One good option to help on both counts would be to join a coming out support group. PFLAG, an LGBT community center or a gay friendly therapist would all be good starting points for finding one.
 
thanks for the replies.; you are all so right about a lot of things


"is it possible that your hyper-masculine aggressive slant (interest in war, army, police special forces, etc) could be subconscious over-compensation for a fear that others will perceive you as gay? Or, even worse, to subconsciously convince yourself that you aren't?"

i dont think its subconscious.. even ever sinse i was young i have loved those things, wanted to join army sinse i was like 10 years old.
i just love the all the excitment and action of it all.


one thing which i think was good that i did the night i posted this, i msn messaged this chick i use to be friends with, i hadnt talked to her in 6 months. anywho she is a lesbian and whats me to go to da gay bar with her sometime, so i think ill go. (btw she doesnt know im gay)

im in south australia btw
 
Peanut,

you have a side of you that you just cant deal with yet.

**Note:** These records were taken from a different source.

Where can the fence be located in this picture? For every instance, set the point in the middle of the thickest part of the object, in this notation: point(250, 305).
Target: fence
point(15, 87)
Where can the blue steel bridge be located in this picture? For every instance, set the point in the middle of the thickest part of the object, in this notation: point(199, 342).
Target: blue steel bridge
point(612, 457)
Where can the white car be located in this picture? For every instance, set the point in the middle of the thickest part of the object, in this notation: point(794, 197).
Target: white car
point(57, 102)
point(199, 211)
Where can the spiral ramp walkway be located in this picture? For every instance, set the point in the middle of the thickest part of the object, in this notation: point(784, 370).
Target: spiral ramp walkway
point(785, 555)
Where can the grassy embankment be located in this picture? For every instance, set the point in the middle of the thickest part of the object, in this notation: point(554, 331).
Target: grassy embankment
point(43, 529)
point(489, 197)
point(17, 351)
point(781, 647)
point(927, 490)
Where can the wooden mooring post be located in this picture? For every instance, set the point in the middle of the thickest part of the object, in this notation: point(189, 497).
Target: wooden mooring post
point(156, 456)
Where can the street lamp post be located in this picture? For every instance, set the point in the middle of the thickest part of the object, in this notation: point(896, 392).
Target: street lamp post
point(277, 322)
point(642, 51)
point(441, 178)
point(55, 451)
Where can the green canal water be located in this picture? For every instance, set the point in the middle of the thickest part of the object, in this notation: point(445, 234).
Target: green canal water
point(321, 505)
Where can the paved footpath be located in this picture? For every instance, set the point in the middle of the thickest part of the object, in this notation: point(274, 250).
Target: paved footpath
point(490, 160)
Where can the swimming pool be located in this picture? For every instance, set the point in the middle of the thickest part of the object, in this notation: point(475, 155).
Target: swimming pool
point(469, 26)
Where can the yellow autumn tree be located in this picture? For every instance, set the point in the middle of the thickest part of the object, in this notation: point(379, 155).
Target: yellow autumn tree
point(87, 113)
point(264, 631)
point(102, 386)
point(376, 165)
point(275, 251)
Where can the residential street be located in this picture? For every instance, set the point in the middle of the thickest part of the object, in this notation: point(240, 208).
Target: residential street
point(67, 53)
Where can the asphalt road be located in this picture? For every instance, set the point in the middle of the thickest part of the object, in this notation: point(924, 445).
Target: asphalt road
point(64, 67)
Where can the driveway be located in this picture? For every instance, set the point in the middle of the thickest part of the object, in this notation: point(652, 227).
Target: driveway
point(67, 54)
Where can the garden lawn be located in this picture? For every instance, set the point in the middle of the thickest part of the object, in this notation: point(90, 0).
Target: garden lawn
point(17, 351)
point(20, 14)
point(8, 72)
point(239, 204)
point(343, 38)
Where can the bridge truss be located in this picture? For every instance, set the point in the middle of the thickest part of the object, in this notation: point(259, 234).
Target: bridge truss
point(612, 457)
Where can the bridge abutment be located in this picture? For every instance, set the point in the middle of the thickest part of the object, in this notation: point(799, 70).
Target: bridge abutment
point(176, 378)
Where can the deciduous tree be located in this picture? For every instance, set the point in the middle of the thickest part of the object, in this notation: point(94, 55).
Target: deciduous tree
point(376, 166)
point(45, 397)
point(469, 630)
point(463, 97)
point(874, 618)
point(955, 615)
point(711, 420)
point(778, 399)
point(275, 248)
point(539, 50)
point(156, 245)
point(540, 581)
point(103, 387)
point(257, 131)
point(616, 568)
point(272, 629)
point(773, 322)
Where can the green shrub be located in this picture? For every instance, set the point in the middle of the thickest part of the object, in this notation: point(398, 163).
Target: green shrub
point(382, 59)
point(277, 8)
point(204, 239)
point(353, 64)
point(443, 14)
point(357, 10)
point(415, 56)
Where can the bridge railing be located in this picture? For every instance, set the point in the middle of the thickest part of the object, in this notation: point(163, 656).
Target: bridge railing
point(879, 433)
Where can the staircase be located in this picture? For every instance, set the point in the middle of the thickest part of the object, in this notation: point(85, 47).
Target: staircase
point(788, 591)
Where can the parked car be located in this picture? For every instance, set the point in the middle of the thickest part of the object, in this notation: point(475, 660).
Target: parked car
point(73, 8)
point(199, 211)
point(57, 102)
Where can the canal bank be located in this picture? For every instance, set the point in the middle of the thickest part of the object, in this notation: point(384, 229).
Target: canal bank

Pretty normal some matureing will help. Your tough guy image is important to you to protect that image Thats going to be a problem as you get older. you have given some hints and some people have guessed , you are alrmed and you hide from it. You need to be your self w/o fear.

You dont need to be all butch to be gay/bi/str8

my b/f is a husky ex football/wieght lifting jock and he can kick ass anywhere, but he does not act all butch and not fem either he is just himself.

you are confuse at what is the unknown and a afraid of people finding out about you. That only you are going to have to deal with it and it's how you are going todeal with it that is going to make you a better man.